The authigenic and detrital neodymium isotopic composition in the modern Mediterranean Sea: implications for paleocirculation proxy

Abstract

Neodymium isotopic composition (143Nd/144Nd or εNd) has been used as a tracer of water mass provenance in the modern and the past oceans. However, recent studies have questioned its reliability because some phases of detrital sediments are reactive and a partial dissolution of these phases could alter the initial authigenic signals through porewater Nd. We examined this possibility using core-top sediments from the Mediterranean Sea, an ideal region, because the water circulation and the εNd distribution of seawater and detrital fractions are relatively well constrained. Furthermore, smectite, one of the most reactive minerals, is abundant in the easternmost basin due to Nile sediment input. We obtained paired authigenic (leachates and foraminiferal tests) and detrital εNd signatures from core-top sediments along the zonal transect from 2°W to 33°E. The authigenic εNd values generally agreed with the bottom water signals, except in the easternmost Levantine and the Aegean Seas, where they were higher than the water values. These areas are characterised by high smectite abundance and enclosed nature, making local Nd source influence more visible. The authigenic εNd values in these areas were stable at about −5 to −4, while the corresponding detrital values ranged between −10 and −4. The compilation of modern seawater and detrital εNd values shows that seawater εNd covaries with detrital signals at 0–200 m water depth, and that the correlation is insignificant at depths greater than 1500 m.

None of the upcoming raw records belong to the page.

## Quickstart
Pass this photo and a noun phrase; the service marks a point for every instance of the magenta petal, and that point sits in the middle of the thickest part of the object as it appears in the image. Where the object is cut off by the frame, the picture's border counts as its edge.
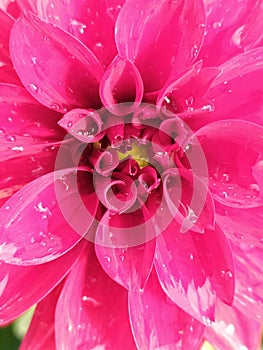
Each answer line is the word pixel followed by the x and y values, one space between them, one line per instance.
pixel 129 265
pixel 41 332
pixel 238 92
pixel 114 88
pixel 241 225
pixel 7 72
pixel 92 310
pixel 92 22
pixel 24 286
pixel 195 267
pixel 72 82
pixel 233 150
pixel 158 323
pixel 156 32
pixel 21 115
pixel 29 139
pixel 6 24
pixel 125 197
pixel 44 219
pixel 233 330
pixel 84 124
pixel 189 200
pixel 106 163
pixel 232 27
pixel 249 280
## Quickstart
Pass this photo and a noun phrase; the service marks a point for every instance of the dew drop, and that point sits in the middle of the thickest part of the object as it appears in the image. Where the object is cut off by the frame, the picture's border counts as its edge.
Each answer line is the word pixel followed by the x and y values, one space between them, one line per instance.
pixel 10 138
pixel 18 149
pixel 217 25
pixel 55 106
pixel 238 235
pixel 230 329
pixel 194 52
pixel 121 257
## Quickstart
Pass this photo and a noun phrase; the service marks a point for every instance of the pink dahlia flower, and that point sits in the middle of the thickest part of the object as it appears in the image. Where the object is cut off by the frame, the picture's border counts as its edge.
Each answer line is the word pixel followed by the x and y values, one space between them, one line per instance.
pixel 132 172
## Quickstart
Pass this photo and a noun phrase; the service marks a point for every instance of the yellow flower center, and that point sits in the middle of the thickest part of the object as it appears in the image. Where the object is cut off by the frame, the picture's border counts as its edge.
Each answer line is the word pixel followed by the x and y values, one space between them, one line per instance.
pixel 138 153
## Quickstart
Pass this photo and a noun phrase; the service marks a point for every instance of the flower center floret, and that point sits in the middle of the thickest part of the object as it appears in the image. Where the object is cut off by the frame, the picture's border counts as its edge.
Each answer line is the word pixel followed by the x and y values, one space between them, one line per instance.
pixel 137 152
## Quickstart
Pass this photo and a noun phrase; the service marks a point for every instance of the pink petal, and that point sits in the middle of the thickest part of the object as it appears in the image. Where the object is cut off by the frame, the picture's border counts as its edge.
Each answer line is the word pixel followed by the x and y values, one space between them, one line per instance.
pixel 7 72
pixel 41 332
pixel 189 200
pixel 158 323
pixel 11 7
pixel 29 139
pixel 118 193
pixel 233 149
pixel 45 219
pixel 92 22
pixel 155 35
pixel 7 22
pixel 114 88
pixel 237 92
pixel 21 115
pixel 229 29
pixel 249 280
pixel 129 264
pixel 72 82
pixel 23 286
pixel 28 5
pixel 106 163
pixel 241 225
pixel 184 95
pixel 92 310
pixel 193 268
pixel 83 124
pixel 233 330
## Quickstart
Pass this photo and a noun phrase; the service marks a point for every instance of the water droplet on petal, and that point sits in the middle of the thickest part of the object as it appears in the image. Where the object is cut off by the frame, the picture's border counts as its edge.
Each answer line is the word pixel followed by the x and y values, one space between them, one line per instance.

These results argue against a ubiquitous control of bottom water εNd by the benthic flux in the present Mediterranean Sea. Sensitivity tests suggest that the ɛNd values of Mediterranean Sea water are affected by the isotopic composition of Atlantic inflow, deep-water formation zones and local benthic sources, as well as by the size of the Atlantic inflow flux, deep-water formation and zonal water exchange. These results support the use of Nd isotopic composition as a tracer of water mass provenance in the Mediterranean Sea although a combination of isotopic data from various basins is required to distinguish the influence of these factors.